Correio Fora da Curva #42 - O que tem sido debatido sobre o trabalho?
Jornada de trabalho; Ajuda humanitária em Gaza; e mais!
Bem vinda a mais um correio fora da curva!
Essa edição, tratamos sobre alguns temas que cercam o debate sobre o trabalho no Brasil atualmente. Falamos sobre o Movimento 'Vida Além do Trabalho', Regulamentação dos motoristas de aplicativo e dois temas para acompanhar no Senado.
Além disso, tratamos sobre o por que parece tão difícil que a ajuda humanitária chegue em Gaza.
Como sempre, no final da newsletter, te damos recomendações de textos, vídeos e podcasts.

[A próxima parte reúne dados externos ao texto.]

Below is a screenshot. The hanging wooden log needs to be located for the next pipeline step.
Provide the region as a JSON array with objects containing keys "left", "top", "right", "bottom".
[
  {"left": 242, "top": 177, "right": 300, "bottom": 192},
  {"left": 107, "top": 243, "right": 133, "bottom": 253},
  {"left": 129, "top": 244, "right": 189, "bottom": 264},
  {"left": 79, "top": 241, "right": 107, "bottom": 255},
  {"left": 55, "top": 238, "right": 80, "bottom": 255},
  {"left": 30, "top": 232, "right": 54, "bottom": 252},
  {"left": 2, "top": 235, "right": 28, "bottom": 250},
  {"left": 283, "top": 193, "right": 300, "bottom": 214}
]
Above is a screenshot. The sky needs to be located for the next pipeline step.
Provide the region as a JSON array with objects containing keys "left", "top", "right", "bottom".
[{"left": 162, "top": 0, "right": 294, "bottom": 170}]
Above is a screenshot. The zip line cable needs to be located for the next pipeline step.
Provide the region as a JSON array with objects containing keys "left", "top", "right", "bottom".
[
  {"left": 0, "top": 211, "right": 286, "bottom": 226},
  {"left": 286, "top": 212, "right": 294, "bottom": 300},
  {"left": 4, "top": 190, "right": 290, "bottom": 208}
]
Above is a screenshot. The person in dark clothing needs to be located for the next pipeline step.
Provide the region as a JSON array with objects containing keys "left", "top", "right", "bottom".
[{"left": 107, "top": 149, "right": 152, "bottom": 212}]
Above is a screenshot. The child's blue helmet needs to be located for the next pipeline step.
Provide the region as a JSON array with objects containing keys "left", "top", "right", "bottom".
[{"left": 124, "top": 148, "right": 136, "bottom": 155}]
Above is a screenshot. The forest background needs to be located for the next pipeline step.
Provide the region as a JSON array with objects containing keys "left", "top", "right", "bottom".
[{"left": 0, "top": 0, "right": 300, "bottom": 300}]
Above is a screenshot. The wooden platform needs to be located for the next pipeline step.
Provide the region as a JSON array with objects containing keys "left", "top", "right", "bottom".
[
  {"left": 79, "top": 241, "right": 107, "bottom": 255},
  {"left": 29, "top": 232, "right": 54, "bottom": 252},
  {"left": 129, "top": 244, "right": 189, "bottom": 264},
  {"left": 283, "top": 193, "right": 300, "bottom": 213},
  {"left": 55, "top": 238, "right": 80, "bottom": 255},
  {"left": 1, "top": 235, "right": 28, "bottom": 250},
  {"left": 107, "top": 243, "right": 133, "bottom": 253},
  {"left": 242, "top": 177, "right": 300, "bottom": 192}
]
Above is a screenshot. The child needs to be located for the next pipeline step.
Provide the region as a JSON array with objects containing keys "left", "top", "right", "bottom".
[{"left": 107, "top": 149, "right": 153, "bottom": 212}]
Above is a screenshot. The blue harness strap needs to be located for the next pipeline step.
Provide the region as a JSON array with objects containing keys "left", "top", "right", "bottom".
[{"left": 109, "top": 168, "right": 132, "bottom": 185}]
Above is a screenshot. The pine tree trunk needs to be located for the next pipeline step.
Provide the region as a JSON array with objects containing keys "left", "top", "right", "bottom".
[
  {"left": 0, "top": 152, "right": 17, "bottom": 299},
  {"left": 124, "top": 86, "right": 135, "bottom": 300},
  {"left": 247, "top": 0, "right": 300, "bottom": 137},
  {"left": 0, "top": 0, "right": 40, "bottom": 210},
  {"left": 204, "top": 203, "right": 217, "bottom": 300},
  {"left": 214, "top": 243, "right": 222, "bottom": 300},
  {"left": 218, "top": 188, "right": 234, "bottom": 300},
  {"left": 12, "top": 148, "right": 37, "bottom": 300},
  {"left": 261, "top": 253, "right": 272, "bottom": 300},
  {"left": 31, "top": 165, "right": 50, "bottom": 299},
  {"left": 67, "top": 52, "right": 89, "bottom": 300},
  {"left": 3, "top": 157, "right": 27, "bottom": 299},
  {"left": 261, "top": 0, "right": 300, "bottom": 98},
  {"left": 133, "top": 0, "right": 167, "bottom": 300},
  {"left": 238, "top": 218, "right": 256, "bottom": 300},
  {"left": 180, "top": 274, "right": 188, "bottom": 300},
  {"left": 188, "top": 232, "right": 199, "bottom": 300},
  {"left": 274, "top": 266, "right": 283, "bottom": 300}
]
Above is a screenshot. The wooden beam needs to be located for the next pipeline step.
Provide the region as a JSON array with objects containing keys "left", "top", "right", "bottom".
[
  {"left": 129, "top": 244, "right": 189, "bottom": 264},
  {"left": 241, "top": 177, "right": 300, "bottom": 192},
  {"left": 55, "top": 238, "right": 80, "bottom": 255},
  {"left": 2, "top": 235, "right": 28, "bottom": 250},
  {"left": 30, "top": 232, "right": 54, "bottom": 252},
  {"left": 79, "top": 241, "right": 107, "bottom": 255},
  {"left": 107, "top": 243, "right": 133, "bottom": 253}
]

Vale lembrar que o Desajuste é uma rede de estudantes, acadêmicos e profissionais progressistas da economia. Essa newsletter, como tudo que fazemos, foi escrita a muitas mãos
Debates sobre jornada de trabalho
Na última quarta-feira, foi comemorado o Dia Internacional do Trabalho, data esta que remonta à luta de classes no século XIX. Com o avanço da plataformização e de novas dinâmicas de trabalho, formas alternativas de regulação do trabalho, além do questionamento da organização trabalhista vigente, têm pautado debates públicos nacionais e internacionais. No Brasil, não é diferente; as relações trabalhistas têm sido matéria de mobilização popular, enquanto a regulamentação de motoristas de aplicativo é pautada pelo Poder Executivo.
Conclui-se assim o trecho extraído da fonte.